Salvador Dali, "Inspired byHeads of Giuliano de' MediciMichelangelo", 1982. Salvador Dali, 1969. Photo:Gianni Ferrari / Cover / Getty Images

However, Vermeer was not the only artist whose talent inspired Dali. Among the 150 works, from earlier paintings of the 30s to late works of the 80s, there are paintings referring to Michelangelo, Cellini, Raphael, Perugino. Art historians, critics and audiences continue to wonder why even the most avant-garde artists of the 20th century never stopped turning to the classical masters.

“Totally modern, the artist Dali wanted to belong to both tradition and the past at the same time. He was impressed by the old masters, the way they simultaneously show the reality from the outside and from the inside.

The earliest works of this kind appear already after the break with the surrealists in the 40s: in 1945 he created illustrations for the autobiography of the sculptor Benvenuto Cellini, and in the 50s he illustrated Dante's Divine Comedy in honor of the poet's 700th birthday. The illustrations, which later became textbooks, showed the main poem of the Renaissance through the eyes of our contemporary era.

Salvador Dali, Geological Echo. Pieta, 1982

Dali's appeal to Italian art in the 80s after the death of his beloved and muse Gala becomes completely different. The works are filled with melancholy, the colors change, the strokes become coarser, and the love of painting is as important as the struggle to keep painting. During these years, Dali turns to Michelangelo, who has been important to him since his youth. Michelangelo, like Dali himself, is an example of a versatile artist who is able to cover many disciplines.
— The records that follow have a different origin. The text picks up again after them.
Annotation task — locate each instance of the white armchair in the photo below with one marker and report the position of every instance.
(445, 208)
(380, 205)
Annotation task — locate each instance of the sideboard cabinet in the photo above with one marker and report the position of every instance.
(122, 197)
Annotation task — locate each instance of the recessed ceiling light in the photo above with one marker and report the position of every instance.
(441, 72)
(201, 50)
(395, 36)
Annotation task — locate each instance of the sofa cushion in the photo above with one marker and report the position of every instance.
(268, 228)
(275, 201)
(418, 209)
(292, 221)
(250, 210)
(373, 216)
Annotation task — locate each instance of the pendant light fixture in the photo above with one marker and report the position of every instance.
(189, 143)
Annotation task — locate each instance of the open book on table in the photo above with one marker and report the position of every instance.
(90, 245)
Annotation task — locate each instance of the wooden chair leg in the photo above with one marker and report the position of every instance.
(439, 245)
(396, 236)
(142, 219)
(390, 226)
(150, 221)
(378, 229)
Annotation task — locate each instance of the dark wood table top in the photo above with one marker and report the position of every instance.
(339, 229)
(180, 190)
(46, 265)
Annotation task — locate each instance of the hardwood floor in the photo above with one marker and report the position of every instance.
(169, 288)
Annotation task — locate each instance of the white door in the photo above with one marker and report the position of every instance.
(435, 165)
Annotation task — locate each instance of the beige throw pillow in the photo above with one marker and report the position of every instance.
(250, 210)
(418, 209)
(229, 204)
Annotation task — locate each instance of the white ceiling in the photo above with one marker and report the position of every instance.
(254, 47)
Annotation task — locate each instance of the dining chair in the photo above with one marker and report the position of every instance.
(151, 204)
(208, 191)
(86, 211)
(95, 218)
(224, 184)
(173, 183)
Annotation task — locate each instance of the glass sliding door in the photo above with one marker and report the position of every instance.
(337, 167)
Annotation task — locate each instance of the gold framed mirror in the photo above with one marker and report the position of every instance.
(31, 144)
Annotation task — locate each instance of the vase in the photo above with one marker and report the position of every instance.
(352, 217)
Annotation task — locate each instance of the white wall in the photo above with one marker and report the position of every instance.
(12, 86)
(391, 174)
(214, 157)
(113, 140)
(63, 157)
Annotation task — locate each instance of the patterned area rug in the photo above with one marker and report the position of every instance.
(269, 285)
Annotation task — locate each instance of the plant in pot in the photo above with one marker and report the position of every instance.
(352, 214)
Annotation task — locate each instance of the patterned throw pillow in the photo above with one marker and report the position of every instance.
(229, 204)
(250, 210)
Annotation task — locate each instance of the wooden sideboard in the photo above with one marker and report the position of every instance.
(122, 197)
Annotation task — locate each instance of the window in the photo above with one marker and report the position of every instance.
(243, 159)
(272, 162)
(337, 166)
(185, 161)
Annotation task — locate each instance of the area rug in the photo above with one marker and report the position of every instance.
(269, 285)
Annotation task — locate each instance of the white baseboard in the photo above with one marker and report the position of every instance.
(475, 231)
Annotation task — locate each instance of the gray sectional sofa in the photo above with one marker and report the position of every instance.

Dali wants to become immortal and therefore relies on science, where he finds answers to eternal questions . In the work “Geological Echo. Pieta (1982), he places the familiar sculptures of Michelangelo in the rocky landscape of Cadaqués, fusing the divine and the earthly essence and bringing his own innovation to the traditional subject. The canvas “Based on Michelangelo’s Head of Giuliano Medici” (1981) he presents as his own artistic testament, where he combines the lyrical profile of the Renaissance hero and the elements characteristic of Dali’s painting. A rocky landscape with strange characters and the effect of an optical perspective takes the viewer into a different reality that opens up behind the image of the Medici.

Dali devoted a separate series to the famous Medici tomb, one of the main sculptural works of Michelangelo, thereby reflecting on immortality for himself and Gala. When asked why the public never loses interest in Dali's work, Monse Ager replies: “For his combination of traditional and revolutionary, he went far beyond art, thanks in large part to his significant knowledge of art history. For his ability to provoke the audience, as well as for creating such a recognizable character. Now he has become a classic, like the masters of the past. If the name of the greatest surrealist still remains synonymous with hypocrisy and swindle for you, maybe it's time to take a fresh look at his work through the master's appeal to the great classics? The era of surrealism is far behind, and although the name of Dali does not set auction records among modernist artists, it does not leave the posters of museum exhibitions. Each new exposition brings one closer to the possibility of understanding Dali - not terrible and great, but beyond the limits of art and human life itself.